As you'll likely known if you're even a semi-regular reader of my blog, I'm right about to go into my second semester of my first year of university. I can by no means say that I'm yet an expert of the topic of uni life, but I feel that I'm comfortably in a place that I can at least give out advice on how to get through semester one with as much ease as possible. One thing I think I've become pretty well-versed on is how to live on more than just the typical student diet.
It's a common stereotype, and one that is almost universally held; you sign up to go to Uni, you sign yourself up to a 3-4 year diet of instant ramen noodles. However, this doesn't necessarily have to be the case. Don't get me wrong - it's always good to have a stock of instant noodles in the cupboard or on the shelf. They're an easy, filling and quite tasty meal that isn't really all that bad for you, given that they're a convenience food. That said, you don't have to make them your sole source of caloric intake. If you know how to shop smart, you can eat reasonably well at a cost not significantly greater than that of a noodle-only lifestyle.
For me, the key to saving money on groceries is knowing where to shop.

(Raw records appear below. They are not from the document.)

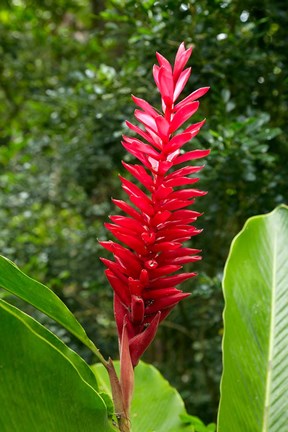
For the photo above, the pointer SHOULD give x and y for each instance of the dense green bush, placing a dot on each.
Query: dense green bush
(67, 72)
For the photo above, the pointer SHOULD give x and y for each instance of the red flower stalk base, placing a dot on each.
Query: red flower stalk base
(148, 261)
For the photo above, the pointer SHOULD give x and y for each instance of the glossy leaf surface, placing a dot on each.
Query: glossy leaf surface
(254, 389)
(45, 387)
(38, 295)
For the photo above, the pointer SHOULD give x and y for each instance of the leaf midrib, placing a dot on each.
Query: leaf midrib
(267, 403)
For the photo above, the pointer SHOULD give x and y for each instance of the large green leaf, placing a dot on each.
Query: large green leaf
(254, 388)
(156, 406)
(38, 295)
(44, 386)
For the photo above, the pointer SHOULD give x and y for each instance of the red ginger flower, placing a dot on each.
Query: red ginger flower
(145, 272)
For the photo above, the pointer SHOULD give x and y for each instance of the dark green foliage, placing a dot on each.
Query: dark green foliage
(67, 71)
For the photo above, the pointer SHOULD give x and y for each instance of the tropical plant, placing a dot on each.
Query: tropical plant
(67, 393)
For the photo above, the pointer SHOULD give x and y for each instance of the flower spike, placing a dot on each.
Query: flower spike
(148, 261)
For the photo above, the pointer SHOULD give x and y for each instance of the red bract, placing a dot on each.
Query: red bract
(148, 262)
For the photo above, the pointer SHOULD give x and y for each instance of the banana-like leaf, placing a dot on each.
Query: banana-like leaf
(156, 406)
(254, 387)
(38, 295)
(44, 386)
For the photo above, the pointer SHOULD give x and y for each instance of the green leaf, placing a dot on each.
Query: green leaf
(156, 406)
(254, 388)
(45, 387)
(38, 295)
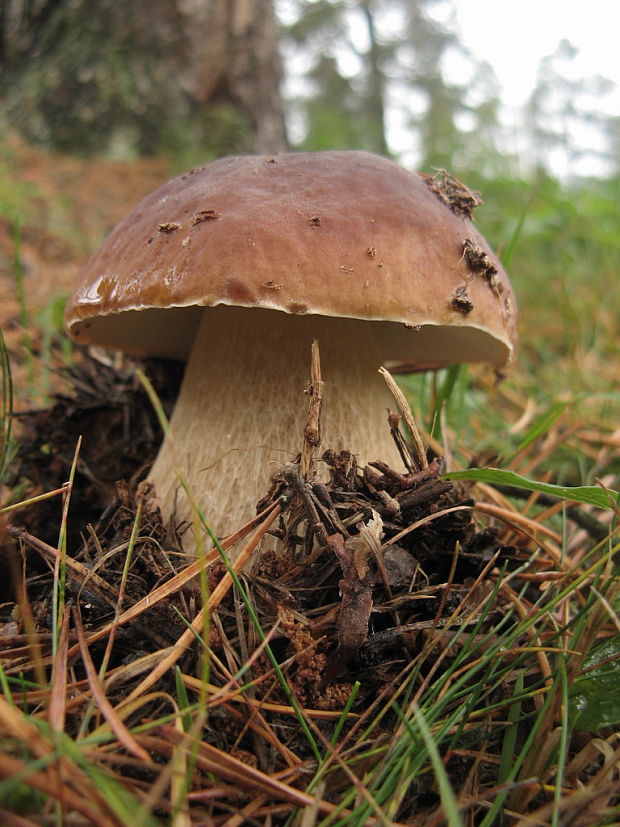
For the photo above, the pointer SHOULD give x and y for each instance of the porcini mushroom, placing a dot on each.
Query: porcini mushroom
(238, 265)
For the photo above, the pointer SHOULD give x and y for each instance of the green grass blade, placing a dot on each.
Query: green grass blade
(6, 410)
(539, 427)
(588, 494)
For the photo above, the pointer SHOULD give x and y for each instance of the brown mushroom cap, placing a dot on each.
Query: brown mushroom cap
(341, 234)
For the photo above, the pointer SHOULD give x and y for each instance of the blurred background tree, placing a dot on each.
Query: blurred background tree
(142, 77)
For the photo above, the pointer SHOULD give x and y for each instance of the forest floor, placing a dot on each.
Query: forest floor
(437, 681)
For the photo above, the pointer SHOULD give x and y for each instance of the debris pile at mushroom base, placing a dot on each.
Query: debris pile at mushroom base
(236, 265)
(359, 647)
(351, 578)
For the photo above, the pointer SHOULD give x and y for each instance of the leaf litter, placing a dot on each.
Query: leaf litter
(366, 585)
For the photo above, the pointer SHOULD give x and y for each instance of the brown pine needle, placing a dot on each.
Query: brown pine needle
(105, 707)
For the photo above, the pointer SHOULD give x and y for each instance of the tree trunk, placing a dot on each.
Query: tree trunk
(90, 74)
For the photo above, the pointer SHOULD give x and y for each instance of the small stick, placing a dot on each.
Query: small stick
(312, 430)
(419, 452)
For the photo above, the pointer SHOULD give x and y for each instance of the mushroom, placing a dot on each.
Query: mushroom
(238, 265)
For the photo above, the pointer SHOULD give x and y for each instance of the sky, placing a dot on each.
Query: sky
(513, 35)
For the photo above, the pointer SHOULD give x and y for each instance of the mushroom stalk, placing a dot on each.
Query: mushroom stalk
(241, 410)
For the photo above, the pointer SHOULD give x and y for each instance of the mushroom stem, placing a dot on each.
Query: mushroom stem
(241, 410)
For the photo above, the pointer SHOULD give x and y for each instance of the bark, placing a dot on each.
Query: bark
(73, 73)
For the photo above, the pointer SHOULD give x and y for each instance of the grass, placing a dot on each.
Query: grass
(505, 708)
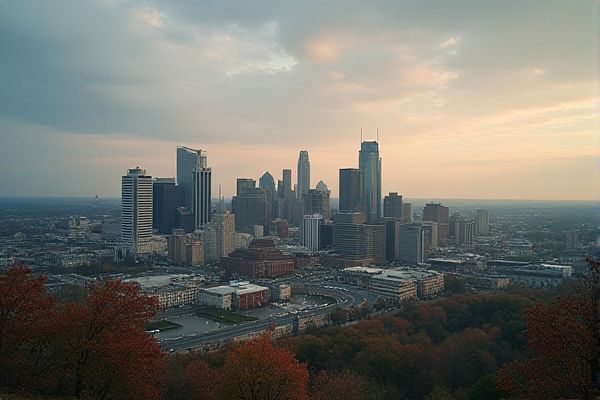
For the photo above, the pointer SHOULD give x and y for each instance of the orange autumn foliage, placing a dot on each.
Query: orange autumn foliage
(260, 371)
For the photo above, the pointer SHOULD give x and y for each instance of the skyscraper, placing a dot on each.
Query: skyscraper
(267, 183)
(482, 222)
(202, 197)
(392, 238)
(392, 205)
(166, 200)
(316, 202)
(309, 234)
(412, 244)
(354, 239)
(244, 183)
(136, 210)
(188, 161)
(287, 184)
(406, 213)
(350, 190)
(303, 174)
(224, 225)
(322, 186)
(250, 209)
(369, 164)
(437, 213)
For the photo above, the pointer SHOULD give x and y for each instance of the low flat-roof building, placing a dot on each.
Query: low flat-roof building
(238, 295)
(399, 283)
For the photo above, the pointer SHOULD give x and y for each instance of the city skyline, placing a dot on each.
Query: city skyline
(461, 96)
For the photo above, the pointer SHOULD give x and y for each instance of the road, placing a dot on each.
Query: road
(344, 299)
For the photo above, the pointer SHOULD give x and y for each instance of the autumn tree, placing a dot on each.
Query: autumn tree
(25, 320)
(565, 343)
(348, 385)
(258, 370)
(108, 352)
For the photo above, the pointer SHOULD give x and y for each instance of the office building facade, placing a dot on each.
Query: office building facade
(317, 202)
(136, 211)
(310, 232)
(438, 213)
(303, 174)
(166, 199)
(349, 192)
(412, 244)
(369, 164)
(392, 205)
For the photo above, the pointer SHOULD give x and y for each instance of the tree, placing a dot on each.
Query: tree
(565, 342)
(203, 380)
(108, 352)
(259, 371)
(25, 313)
(339, 316)
(348, 385)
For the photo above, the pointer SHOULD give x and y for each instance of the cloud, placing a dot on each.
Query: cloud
(296, 74)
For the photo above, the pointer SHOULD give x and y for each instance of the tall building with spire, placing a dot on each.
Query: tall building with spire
(136, 211)
(369, 164)
(303, 175)
(349, 190)
(202, 196)
(194, 179)
(188, 160)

I know there can be stigma around more budget-friendly supermarket chains like Aldi and Lidl. It's important to remember, however, that cheaper doesn't always equal poorer quality. There are some areas where you can absolutely scrimp on price without scrimping on quality. Dried foods (think rice, pasta and lentils) and canned goods (beans, peas and tinned fruits) have long shelf lives and the cheaper versions are usually not all that different from their more expensive counterparts. The same is true of frozen foods - things like pizzas, ready meals and meats from the freezer aisles can easily be switched out with little to no difference in quality. In fact, the only place I'd say it's really worth spending the extra couple of quid is in fresher areas like meat and produce.
Learning to cook will also be massively beneficial to you before you jet off to Uni. I lost track of the number of friends at whom I was appalled for their cooking skills - or, more appropriately, lack thereof - right before or upon arriving at uni. I'm by no means saying that you need to be Gordon Ramsay or Heston Blumethal at Fresher's age, but learning to make a few simple dishes will be of massive benefit to you. Stir fries and pasta bakes are filling, nutritious and easy to make. You can also find a plethora of easy-to-make and reasonably affordable recipes on websites such as this one, and in books such as The Student Cookbook (one I personally have and use frequently) and NOSH for Students, which has a second volume and a vegetarian version. There is also, thus far, one recipe for Chinese Style Chicken here on my blog and I plan for there to be more in the near future. Learning kitchen skills may be a pain but it's cheaper and better for you than living off convenience foods and takeaways - trust me, you won't regret it!
It's also mentioning the odd bevvie - after all, students wouldn't be students if we didn't enjoy a drink now and then. My best tip here is to keep your eye out for offers; if you're not to opt for the supermarket-own brand (admittedly, these can be hit-or-miss) it's worth making note on who has the best deals and discounts on drink. This includes pubs and bars; often times the ones nearest to the uni and uni digs will have student deals. And, of course, there's always the Union!